News item: Regina city council might change a bylaw that bans residents from running extension cords across the sidewalk to the block heaters of their cars. The cords are a tripping hazard, but frozen vehicles won’t start if not plugged in.
In related news, it’s Victoria Flower Count time.
For those who haven’t heard of the flower count, it’s a light-hearted, good-natured promotion intended to make other Canadians feel even more miserable about the bleak, frozen, featureless, pestilential hellholes in which they live.
Also known as the Festival of Bite Me, Toronto, the flower count celebrates all that is glorious about Victoria at this time of year, or at least what would be glorious were Victoria described by the late Kim Jong-Il.
“While many North American cities are fighting Old Man Winter, Victorians are very fortunate to be enjoying spring temperatures of 10-15 degrees Celsius,” wrote the chamber of commerce when the flower count began last week. “Also, everyone in North Korea is happy and has too much food.”
We who live in the City of Gardens know that the flower count isn’t actually based on real science (if it were, Stephen Harper wouldn’t let us talk about it). We tend to fib a bit in tallying the number of blooms.
In 2012, for example, Victoria’s sixth-coldest February on record led into a flower count week during which the big, red, here-comes-something-biblical Environment Canada warnings never left the Weather Network screen: snow, howling wind, locusts. Yet we still somehow managed to claim two billion blossoms.
Never mind. What really matters is the rest of the country gets the message that we are different, that while they sit gripping their ice-cold Timbits, tears turning to ice halfway down their frostbitten cheeks, here in the lower left hand corner of the country floats another version of Canada.
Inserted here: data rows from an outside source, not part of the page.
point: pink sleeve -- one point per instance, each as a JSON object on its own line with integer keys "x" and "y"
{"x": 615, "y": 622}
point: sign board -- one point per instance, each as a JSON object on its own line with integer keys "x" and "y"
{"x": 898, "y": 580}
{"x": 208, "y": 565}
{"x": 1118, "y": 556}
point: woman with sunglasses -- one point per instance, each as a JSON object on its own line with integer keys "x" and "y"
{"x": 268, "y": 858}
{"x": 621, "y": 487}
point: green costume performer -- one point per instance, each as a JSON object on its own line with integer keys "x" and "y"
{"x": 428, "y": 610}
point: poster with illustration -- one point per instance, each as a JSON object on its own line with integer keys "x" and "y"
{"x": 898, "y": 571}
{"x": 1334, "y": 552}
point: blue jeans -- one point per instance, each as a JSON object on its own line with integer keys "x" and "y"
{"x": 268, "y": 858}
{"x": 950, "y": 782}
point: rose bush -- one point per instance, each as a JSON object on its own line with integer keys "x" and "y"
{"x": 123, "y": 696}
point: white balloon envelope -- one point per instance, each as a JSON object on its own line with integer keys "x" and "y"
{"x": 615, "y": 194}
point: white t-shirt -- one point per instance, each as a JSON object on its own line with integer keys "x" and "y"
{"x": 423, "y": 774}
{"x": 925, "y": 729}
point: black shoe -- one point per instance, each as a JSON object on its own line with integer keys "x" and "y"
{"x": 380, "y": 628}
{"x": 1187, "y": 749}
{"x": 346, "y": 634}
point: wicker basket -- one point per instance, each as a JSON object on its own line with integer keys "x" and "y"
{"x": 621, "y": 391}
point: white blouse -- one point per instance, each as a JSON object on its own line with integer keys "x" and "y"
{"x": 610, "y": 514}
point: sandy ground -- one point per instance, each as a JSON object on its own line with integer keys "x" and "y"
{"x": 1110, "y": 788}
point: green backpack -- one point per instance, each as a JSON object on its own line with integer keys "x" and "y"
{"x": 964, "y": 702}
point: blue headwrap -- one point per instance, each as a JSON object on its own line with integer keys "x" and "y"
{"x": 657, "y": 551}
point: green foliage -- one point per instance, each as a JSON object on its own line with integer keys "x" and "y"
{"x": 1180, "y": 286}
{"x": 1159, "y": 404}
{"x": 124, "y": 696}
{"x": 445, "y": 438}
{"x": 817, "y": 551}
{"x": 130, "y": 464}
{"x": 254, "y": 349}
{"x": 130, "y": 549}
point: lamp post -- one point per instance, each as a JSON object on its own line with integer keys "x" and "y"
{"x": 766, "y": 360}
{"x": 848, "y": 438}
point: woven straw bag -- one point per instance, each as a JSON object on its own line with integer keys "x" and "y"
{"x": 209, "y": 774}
For this is the truth: If the U.S. can be split between red states and blue, Canada also exists in two solitudes. No, not French and English, but block heater versus no block heater. East of the Fraser Valley — beyond Hope, as it were — exists an entire race of people whose knuckles are permanently scarred from bashing them across the grille of the car as they uncouple extension cord from block heater cord.
They speak an arcane language dotted with curious references to “square tires,” “gas line antifreeze” and “the smell of burning cat hair when the engine finally starts.” Canadian Tire sells 60 per cent of its block heaters on the Prairies, where it has just 15 per cent of its stores.
Even more defining is the Starbucks-Tim Hortons divide. A Canada.com editor named William Wolfe-Wylie recently mapped out an analysis of where the two chains have coffee shops.
“Tim Hortons owns Eastern Canada and the highways between major cities,” he found. “Starbucks owns the urban core.” Vancouver was the only major metro area to tilt toward the latter. (In Hollywood, they joke that you can always tell if a movie has been filmed in Vancouver: There’s a Starbucks in every shot.)
Overall, Timmy’s dominates the Canadian coffeescape. “While Starbucks runs just under 1,200 Canadian locations, Tim Hortons has more than triple that number,” Wolfe-Wylie wrote.
But a quick look at the Yellow Pages shows Greater Victoria runs completely opposite to the national trend: 28 Starbucks between Langford and Sidney, compared with just 10 Timmies. Forget the City of Gardens. Turns out we’re the City of Grandes.
This is an important distinction, as it shows we differ not only in climate, but culture. In national mythology, Tim Hortons is for real Canadians: snowmobile boots, chainsaws, hockey sticks. Sheets of cardboard jammed in front of the radiator of the pickup truck in winter, beer around the campfire in the summer, followed by a shot of DEET.
Starbucks is for people with pink hands, expensive sunglasses and Lululemon gear. They know what quinoa and couscous are, eat tofu on purpose. Starbucks customers have their heads buried in their laptops and iPads; Tim Hortons customers just talk to each other. Timmy’s people build pipelines, Starbucks people protest against them.
Anyway, tomorrow is the last day of the flower count, so hurry if you want to add your totals to the tally at flowercount.ca. Just don’t trip over the extension cord and spill your half-fat vente double-double.